The biggest change from my standpoint is the way shows are presented. In the old days it was like a nightclub where you could sit with a drink and watch the show. Not any more. The shows are ridiculously overpriced and presented in theaters. In one instance where I had the misfortune to see the Bette Midler show, it was held in a theater with over 4,000 seats. It was sheer torture to sit through, between her occasionally singing loudly but not well, while otherwise engaging in a foul rant and badmouthing people like Rush Limbaugh and Sarah Palin, which is kind of like giving the finger to more or less half the country. To add insult to injury they insisted on confiscating all cameras, while pointlessly ignoring cell phones, which can also take pictures, and were integrated into a kind of audience participation segment, with a sissy wave moving the lighted phones back and forth. In this and all other shows the loudspeakers blast at an intolerable level, and projection screens are seriously overused in what is supposed to be a live show.

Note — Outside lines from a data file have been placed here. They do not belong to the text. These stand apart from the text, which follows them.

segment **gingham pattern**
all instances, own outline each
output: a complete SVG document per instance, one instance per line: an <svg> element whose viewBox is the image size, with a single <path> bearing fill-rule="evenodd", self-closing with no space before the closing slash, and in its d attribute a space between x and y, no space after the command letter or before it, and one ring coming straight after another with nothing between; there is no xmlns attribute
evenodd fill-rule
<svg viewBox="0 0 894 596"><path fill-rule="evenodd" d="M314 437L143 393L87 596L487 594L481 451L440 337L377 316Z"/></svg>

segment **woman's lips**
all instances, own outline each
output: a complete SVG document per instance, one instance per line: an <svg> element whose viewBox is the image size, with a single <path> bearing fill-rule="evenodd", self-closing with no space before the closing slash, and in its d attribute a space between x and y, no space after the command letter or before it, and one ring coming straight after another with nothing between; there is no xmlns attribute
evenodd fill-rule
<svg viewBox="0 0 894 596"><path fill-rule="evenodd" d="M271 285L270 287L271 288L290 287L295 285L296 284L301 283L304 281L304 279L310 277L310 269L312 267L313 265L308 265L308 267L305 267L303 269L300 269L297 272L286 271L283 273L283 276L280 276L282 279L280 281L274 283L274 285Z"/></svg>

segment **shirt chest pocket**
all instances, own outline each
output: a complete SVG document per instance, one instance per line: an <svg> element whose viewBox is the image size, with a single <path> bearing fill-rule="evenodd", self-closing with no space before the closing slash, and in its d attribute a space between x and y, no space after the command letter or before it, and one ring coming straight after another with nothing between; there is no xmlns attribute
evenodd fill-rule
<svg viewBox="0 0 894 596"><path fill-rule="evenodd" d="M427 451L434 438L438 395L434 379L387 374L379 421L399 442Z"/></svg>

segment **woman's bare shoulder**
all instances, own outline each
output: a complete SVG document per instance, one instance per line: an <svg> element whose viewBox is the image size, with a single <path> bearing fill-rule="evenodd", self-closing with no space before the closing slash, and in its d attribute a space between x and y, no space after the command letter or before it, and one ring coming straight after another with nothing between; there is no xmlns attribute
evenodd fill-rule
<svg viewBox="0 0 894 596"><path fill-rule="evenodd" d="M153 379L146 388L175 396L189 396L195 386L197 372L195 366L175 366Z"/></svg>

Then there are the people. As far as I could tell I was the only one wearing a jacket, and the audience was dressed in a variety of ways, like the pedestrians on the strip and in the casinos, ranging from awful to horrible. Women were dressed in flip-flops and men also dressed as though they were at a Caribbean resort, when the temperature was actually quite chilly, often walking along the street with a drink in hand and a cigarette dangling from their lips. There is something totally incongruous when you have the pretense of an upscale, elegantly appointed hotel, like the Venetian or Bellagio, and a parade of slobs constantly passing through. And that is just the white trash. There was also a large number of minorities everywhere, which helps explain how this western state could have flipped Democratic. To paraphrase the queen, for the first time in my life I’m not proud of my country. If you don’t gamble, Las Vegas is no place for anyone with any intelligence or sophistication. I hate to say it but things were a lot better when the mob was in charge.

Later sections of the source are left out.